A field day for the right-wing press
As the old joke goes, the way to confuse Daily Mail readers is to tell them that asylum-seekers are the natural enemies of homosexuals. This wouldn't have worked last week, when the Supreme Court ruled in favour of two gay asylum-seekers, giving the right-wing media the opportunity to go into full scaremongering mode, firing off prejudiced comments about two groups handily combined into one.
“Now asylum if you're gay” roared the front page headline in the Daily Express, as if asylum had been guaranteed to all gay people – which, of course, it has not.
The Supreme Court has ruled that people fleeing homophobic persecution should not simply be sent back and told to hide their sexuality. This has previously been common practice.
Helped along by an extremely ill-chosen comment by one of the judges, the papers were able to quote his words with no context and promote homophobic stereotypes about gay people going to Kylie concerts and drinking cocktails.
Anti-immigrant prejudice was also in full swing, with the Daily Star publishing an editorial headed “No room for gays”. It claimed that “millions more people” will now be able to claim asylum and get “a cushy life in Britain” (it doesn't explain what's so cushy about living in a country in which the media daily encourage your neighbours to fear and hate you).
The Daily Mail enthusiastically quoted Andrew Green, the scaremongering chairman of Migration Watch, who said, “This could lead to a potentially massive explosion of asylum claims as it could apply to literally millions of people around the world”.
His claim is as inaccurate as it is irresponsible. Recent analysis showed that 98 per cent of people fleeing homophobic persecution are refused asylum in the UK, compared to 77 per cent of asylum-seekers generally. Even if the number of successful gay asylum-seekers increases several times over, it would still be pretty small.
Also, as Paul Canning writes on the website of LGBT Asylum News, there have not been floods of LGBT asylum-seekers to Canada, despite its far more welcoming policy.
In an attempt to whip up even more fear, there have been claims that Britain will now be flooded not only with gay asylum-seekers but with people “claiming they're gay” (to use the Daily Star's words). The implication is that sexuality can't be proved, so anyone could claim to be gay or bisexual.
But nor can religion be proved. Anyone fleeing an oppressive Islamic regime could claim to be Christian and at risk of religious persecution. The possibility of making such a claim untruthfully hasn't caused a flood of asylum-seekers from such countries.
The homophobia implicit in the reporting reveals that – despite how far we've come – we still have a very long way to go to achieve a general recognition of the rights of sexual minorities.
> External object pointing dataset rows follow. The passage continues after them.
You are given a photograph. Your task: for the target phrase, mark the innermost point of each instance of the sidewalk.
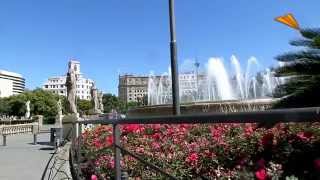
(20, 159)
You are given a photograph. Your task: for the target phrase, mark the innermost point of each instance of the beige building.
(57, 84)
(132, 88)
(11, 83)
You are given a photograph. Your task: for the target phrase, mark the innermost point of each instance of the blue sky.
(38, 37)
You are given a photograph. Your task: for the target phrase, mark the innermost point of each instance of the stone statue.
(59, 105)
(71, 90)
(100, 97)
(59, 115)
(27, 115)
(95, 99)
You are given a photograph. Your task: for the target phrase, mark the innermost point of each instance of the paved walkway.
(20, 159)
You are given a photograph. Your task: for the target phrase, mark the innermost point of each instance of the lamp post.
(174, 65)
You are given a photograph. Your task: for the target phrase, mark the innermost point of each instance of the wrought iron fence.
(297, 115)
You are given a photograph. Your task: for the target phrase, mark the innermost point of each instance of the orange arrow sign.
(288, 20)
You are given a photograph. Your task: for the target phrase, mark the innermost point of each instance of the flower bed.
(210, 151)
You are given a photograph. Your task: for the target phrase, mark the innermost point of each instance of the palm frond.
(302, 67)
(310, 33)
(312, 54)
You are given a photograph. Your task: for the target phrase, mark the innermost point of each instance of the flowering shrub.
(208, 151)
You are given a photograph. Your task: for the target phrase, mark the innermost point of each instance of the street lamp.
(174, 65)
(289, 20)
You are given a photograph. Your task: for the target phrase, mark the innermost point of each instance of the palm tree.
(301, 71)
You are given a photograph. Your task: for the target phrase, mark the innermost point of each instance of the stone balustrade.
(6, 130)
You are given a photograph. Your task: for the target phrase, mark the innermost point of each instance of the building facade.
(11, 83)
(132, 88)
(57, 84)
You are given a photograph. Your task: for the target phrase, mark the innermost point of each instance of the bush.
(49, 120)
(236, 151)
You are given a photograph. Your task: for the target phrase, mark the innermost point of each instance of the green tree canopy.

The xenophobia with which it has been combined is characteristic of the tendency of certain papers to blame Britain's problems on the most vulnerable groups in society. Anyone would think that the economic crisis had been caused not by bankers and millionaires but by a sinister coalition of asylum-seekers, benefit claimants, gay people and Muslims.
The last year has seen growing support for democratic reform and changes to political systems so that powerful people are held to account. We need to recognise that the press is one of the most powerful institutions in our society. With parts of the press consistently using their power to attack the most vulnerable, we need to ask how that power can be challenged and changed. Freedom of speech means little when some have freedom to be heard and others do not.